Sugar may not only be bad for your teeth and waistlines, but also your mental health. Researchers at University College London (UCL) compared the report of sugar intake by more than 8,000 people in a long-term study in the UK with their moods.
Participants who are civil servants, monitored during 1985-1988, and filled out questionnaires every every few years. Researchers analyzed the study data that studied the relationship between sugar intake and general mental disorders (CMD) such as anxiety and depression.
The UCL team found men who consumed more sweet foods and drinks were more likely to suffer from mental disorders after five years. They concluded, in a study published in the journal Scientific Reports, that lower sugar intake could be associated with better psychological health.

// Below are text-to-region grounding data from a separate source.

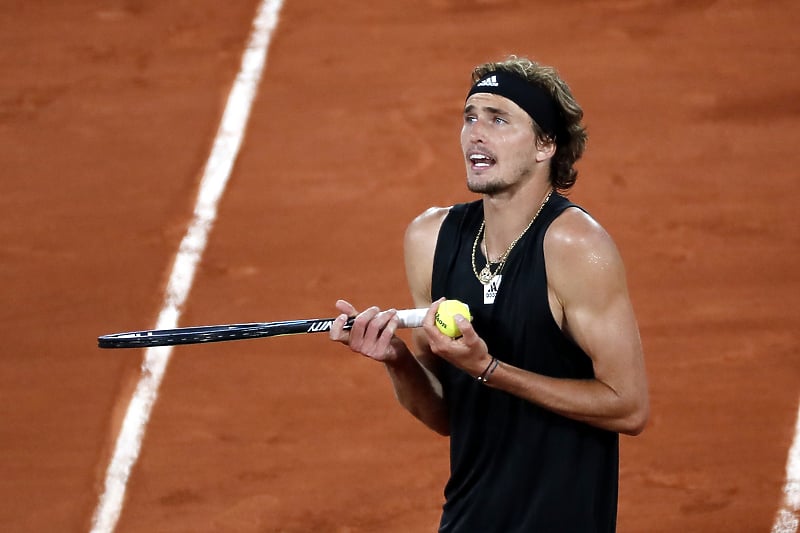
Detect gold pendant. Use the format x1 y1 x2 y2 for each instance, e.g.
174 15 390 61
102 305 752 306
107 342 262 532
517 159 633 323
478 265 494 284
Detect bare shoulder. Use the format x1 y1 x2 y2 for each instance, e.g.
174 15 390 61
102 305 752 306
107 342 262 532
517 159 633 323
545 206 622 259
404 206 451 261
405 206 450 241
544 206 628 299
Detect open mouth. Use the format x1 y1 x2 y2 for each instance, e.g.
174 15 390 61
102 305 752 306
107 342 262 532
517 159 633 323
468 152 496 169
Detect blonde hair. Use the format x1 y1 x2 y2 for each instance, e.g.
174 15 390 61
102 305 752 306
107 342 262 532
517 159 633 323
472 56 588 191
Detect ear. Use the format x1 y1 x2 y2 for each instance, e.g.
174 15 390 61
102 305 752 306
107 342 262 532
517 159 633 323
535 137 557 163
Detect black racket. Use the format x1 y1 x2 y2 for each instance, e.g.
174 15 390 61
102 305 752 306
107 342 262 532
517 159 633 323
98 308 427 349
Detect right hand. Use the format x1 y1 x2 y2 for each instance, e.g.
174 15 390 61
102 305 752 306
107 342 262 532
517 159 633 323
329 299 403 363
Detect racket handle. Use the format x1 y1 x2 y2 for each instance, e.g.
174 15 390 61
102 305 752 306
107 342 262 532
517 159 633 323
345 308 427 330
396 308 427 328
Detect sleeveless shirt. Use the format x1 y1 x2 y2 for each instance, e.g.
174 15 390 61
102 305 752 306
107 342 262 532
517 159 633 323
431 193 619 533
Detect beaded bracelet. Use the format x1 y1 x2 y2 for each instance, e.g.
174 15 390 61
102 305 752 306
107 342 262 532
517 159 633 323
476 357 499 384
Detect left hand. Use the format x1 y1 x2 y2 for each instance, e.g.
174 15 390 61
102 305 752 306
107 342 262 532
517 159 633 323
423 299 493 378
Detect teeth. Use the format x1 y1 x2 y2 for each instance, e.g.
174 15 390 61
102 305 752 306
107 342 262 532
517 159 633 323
470 154 492 167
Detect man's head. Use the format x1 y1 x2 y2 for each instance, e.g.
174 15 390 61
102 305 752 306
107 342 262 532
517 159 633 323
465 56 587 191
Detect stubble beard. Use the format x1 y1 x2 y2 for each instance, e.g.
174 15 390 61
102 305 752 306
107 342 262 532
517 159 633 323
467 163 527 196
467 176 509 196
466 159 539 196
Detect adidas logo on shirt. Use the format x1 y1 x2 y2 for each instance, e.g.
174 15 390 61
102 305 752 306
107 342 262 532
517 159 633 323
476 75 499 87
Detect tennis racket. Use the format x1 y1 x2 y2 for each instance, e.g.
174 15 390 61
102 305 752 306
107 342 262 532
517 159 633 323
98 308 427 349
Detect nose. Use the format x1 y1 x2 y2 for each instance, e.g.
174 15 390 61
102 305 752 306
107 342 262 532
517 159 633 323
465 119 486 144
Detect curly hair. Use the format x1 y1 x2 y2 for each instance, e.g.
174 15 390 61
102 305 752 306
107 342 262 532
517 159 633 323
471 56 588 191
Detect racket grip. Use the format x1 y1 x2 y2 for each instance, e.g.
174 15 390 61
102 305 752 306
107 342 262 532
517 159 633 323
396 308 427 328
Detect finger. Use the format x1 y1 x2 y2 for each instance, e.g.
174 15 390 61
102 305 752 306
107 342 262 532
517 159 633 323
365 308 397 335
330 299 358 342
335 299 357 316
365 309 399 356
364 308 396 343
454 314 476 344
422 298 446 339
348 306 381 351
329 313 351 342
379 313 399 345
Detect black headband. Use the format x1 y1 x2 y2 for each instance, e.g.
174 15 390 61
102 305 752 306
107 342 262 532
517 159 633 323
467 71 561 137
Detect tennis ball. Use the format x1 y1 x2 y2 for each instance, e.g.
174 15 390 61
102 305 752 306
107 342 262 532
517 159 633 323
434 300 472 338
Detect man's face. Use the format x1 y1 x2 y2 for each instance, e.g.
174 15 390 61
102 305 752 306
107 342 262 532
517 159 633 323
461 93 540 195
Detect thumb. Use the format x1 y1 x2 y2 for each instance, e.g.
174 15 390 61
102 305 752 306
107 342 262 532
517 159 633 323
335 299 357 316
454 314 477 342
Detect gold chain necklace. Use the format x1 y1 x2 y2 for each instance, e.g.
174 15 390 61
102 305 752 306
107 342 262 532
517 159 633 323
471 189 553 285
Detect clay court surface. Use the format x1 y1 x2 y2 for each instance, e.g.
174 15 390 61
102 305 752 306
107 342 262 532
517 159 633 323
2 1 799 531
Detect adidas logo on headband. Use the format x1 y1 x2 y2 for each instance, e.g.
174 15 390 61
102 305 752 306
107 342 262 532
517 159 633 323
467 71 560 136
476 75 499 87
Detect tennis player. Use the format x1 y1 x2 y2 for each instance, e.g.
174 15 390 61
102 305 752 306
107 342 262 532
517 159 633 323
330 55 649 532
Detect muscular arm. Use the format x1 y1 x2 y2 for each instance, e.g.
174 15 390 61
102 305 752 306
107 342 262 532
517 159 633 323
426 208 649 435
535 209 649 434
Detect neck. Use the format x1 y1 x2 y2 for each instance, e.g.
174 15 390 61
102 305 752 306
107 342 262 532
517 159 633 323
481 182 553 261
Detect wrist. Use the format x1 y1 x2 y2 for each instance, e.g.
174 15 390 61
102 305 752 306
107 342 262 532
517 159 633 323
475 356 500 384
382 337 414 367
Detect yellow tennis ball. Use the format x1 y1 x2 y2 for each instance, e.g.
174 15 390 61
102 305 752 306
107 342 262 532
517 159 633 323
434 300 472 338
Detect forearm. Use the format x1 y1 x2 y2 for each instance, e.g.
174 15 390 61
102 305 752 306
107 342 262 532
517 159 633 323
384 338 450 436
485 360 648 435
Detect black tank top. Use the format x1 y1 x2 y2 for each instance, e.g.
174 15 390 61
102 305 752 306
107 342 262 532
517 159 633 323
431 194 619 533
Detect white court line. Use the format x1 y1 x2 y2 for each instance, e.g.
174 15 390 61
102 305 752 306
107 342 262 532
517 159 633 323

But nutritionist Catherine Collins, spokesman for the British Dietetic Association, said the results have not been proven. The problem is the amount of sugar consumption self-reported by the participants and the sugar intake of alcohol is not calculated. The researchers, he says, seem to confuse natural sugars from foods such as milk, and sugar added to hot drinks or sweets.
"Reducing sugar intake is very good for teeth, and may also be good for weight, but as a protection against depression? Not proven," says Collins.
Nutritionist Tom Sanders agreed the results should be interpreted with caution.
"From a scientific point of view it is hard to see how the sugar in the diet is different from other carbohydrate sources in mental health because they are broken down into simple sugars in the intestine before being absorbed," he said as quoted by AFP.